Technology
Why gRPC
Typed contracts at the wire: one schema for Rust and TypeScript callers.
Why gRPC
Land uses Protocol Buffers and gRPC because the editor is split across cooperating elements. Mountain, Cocoon, Air, Grove, and other services need shared message contracts that can be generated into Rust and TypeScript.
The important claim is not a latency slogan. The important claim is that a route starts from a .proto contract, generated code, and a named service boundary.
Protocol Buffer Schema
Every Vine message is defined in a .proto file. The schema specifies field names, types, and service methods. Generated Rust and TypeScript code keeps both sides aligned when implemented routes change.
Generated Stubs
Rust uses tonic and prost. TypeScript uses generated stubs for the Cocoon and frontend side.

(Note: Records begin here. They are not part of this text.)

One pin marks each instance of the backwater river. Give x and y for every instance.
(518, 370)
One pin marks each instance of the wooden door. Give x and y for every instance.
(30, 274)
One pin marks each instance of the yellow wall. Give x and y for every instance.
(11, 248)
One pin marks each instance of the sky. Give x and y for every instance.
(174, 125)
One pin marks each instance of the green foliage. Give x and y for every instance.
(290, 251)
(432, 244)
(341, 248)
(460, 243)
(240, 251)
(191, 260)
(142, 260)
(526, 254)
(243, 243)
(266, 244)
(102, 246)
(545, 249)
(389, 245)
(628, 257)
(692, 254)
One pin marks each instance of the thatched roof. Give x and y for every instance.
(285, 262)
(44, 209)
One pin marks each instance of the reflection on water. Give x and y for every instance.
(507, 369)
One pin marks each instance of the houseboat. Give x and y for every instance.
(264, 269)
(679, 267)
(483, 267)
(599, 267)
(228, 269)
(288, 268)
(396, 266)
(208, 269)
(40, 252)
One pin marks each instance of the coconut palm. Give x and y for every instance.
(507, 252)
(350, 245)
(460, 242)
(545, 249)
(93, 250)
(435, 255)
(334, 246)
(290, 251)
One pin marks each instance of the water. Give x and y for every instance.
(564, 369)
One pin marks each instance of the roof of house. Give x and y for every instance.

This avoids hand-written JSON contracts for critical IPC paths.
Streaming And Cancellation
gRPC gives Land unary requests, notifications, cancellation, and streaming routes under one schema model. The current source includes bidirectional Mountain and Cocoon channels, plus Air and Grove protocol definitions.
Where gRPC Appears
Vine owns the protocol layer. Mountain exposes and consumes gRPC services. Cocoon runs a gRPC server and client for extension-host work. Air and Grove also define service contracts. Not every internal call goes through gRPC, so public copy should name the route instead of saying all communication uses one channel.